In 1958 Earl Bakken an electrical engineer and co-founder of Medtronic Inc. developed the first wearable pacemaker. Bakken named his device the Medtronic 5800 because it was created in 1958. This external pacemaker was originally intended to treat short term heart rate irregularities which sometimes occurred after open heart surgery. It was developed at the request of Dr. Clarence Walton "Walt" Lillehei (1918-1999), a pioneering heart surgeon at the University of Minnesota.

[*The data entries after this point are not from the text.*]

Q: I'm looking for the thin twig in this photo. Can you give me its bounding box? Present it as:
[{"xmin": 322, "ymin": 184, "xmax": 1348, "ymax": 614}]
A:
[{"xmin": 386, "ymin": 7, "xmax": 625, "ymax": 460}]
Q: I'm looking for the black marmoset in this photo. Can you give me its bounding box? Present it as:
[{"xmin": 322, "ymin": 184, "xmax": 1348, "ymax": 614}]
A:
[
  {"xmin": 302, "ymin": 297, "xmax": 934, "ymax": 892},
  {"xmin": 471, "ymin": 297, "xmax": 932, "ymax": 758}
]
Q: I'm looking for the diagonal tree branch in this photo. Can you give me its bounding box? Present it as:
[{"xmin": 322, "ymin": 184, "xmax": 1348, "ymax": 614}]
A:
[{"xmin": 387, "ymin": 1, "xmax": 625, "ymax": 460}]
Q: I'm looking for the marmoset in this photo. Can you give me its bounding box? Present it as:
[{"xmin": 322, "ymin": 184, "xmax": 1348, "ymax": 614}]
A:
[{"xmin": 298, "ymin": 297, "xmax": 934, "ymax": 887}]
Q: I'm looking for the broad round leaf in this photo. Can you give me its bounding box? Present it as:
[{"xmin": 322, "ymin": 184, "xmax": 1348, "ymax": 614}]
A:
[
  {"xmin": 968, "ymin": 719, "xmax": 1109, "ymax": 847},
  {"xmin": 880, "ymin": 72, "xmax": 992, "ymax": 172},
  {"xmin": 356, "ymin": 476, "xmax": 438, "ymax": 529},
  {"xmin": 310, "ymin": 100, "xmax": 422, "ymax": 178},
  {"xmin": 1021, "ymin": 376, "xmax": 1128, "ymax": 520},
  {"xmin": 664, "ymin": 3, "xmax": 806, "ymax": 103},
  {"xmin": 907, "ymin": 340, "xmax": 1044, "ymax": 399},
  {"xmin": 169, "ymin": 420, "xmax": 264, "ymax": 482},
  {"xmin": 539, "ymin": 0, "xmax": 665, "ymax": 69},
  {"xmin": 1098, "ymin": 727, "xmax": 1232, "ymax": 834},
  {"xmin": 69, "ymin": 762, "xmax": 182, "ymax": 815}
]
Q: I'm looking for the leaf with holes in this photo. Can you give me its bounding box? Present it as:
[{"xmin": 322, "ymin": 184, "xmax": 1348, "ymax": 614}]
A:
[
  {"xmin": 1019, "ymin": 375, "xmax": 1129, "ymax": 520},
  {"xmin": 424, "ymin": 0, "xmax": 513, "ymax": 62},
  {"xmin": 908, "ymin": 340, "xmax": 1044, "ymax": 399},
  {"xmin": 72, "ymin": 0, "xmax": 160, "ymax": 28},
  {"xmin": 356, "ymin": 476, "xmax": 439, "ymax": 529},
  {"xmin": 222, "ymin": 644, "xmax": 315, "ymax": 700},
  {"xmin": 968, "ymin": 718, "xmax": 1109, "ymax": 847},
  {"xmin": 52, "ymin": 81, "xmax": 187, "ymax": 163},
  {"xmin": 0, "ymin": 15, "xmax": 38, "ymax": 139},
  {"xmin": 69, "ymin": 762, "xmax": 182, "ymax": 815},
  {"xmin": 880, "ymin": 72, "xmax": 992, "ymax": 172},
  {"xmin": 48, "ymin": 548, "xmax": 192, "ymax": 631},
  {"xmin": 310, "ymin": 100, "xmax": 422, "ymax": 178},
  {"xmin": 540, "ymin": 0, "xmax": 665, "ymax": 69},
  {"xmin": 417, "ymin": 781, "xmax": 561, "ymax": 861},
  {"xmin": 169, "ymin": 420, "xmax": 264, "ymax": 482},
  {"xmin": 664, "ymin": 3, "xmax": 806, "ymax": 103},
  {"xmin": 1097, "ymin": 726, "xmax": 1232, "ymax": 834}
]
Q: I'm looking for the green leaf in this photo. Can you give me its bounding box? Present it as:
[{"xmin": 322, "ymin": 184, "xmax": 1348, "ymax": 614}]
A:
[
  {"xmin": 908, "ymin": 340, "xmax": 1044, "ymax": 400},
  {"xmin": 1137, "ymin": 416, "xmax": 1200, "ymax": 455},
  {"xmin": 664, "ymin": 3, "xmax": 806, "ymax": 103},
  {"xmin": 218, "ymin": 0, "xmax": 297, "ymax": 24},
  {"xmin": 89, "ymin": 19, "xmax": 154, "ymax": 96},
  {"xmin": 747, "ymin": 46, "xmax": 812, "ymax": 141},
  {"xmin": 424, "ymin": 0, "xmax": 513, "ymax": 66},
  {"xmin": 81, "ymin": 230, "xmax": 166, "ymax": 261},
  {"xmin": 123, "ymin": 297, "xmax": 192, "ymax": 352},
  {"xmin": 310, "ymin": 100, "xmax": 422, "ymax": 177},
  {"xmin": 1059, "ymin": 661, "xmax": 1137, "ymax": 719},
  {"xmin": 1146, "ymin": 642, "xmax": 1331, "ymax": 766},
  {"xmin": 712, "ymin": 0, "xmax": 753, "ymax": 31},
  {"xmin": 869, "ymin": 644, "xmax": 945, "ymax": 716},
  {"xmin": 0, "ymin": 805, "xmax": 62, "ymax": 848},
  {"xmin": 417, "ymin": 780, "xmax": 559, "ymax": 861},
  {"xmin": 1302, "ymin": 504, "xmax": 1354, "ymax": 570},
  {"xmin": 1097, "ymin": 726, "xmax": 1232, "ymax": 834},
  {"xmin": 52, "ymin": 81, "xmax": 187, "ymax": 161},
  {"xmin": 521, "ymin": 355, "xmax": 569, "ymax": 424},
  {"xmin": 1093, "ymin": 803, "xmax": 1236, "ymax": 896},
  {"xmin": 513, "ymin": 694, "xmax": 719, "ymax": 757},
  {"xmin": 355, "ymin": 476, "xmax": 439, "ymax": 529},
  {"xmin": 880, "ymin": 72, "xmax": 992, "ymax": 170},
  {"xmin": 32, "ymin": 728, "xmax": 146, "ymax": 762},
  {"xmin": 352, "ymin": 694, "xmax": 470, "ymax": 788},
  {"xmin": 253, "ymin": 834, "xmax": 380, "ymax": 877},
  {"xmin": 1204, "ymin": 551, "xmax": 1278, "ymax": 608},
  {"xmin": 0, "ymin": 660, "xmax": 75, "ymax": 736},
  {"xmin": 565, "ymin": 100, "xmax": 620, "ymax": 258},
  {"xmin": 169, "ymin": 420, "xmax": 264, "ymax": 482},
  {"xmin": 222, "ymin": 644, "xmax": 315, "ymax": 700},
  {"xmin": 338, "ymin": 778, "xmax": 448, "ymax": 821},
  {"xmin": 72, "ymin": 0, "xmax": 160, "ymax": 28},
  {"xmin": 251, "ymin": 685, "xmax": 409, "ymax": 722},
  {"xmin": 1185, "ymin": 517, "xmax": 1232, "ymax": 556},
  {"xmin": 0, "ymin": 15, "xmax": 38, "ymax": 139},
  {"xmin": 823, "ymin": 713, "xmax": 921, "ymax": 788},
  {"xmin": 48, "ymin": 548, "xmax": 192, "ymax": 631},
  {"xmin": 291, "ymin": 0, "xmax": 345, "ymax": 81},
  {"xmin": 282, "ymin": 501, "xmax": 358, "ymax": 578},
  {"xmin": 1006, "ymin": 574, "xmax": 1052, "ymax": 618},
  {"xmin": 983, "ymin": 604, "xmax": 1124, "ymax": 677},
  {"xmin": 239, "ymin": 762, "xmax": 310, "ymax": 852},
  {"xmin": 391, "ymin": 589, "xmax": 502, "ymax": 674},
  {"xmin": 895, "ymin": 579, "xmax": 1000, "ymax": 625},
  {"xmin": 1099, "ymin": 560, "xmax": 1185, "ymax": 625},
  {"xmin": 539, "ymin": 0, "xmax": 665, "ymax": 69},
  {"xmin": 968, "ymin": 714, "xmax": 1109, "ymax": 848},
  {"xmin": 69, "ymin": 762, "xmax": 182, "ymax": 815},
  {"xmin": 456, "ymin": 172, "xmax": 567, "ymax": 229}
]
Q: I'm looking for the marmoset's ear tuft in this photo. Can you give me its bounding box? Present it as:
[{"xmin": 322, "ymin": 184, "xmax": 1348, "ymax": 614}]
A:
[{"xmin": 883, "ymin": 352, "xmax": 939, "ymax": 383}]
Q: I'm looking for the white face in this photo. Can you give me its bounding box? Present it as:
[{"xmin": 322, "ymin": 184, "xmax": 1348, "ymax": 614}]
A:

The pacemaker is a simple rectangular white plastic box with two metal handles on each side for attachment to the patient with straps. It is powered by two transistors and a battery. A clear plastic cover protects the two dials (heart rate and the electrical output) recessed into the box and a tiny blinking red light which indicated the device was working. At the top of the pacemaker are two terminals. A wire attached to a terminal was then inserted through the skin and threaded into the heart. The wire sends pluses of electricity to a heart which cannot beat fast enough to pump blood through the body.

Piece is in good condition. Small Bakelite chip in edges where the battery reservoir attaches seen from below. Comes in original case with strap, batteries, manual, and attachment. Also included is a condition report placard that was used to note condition of piece and was last signed and inspected in 1966.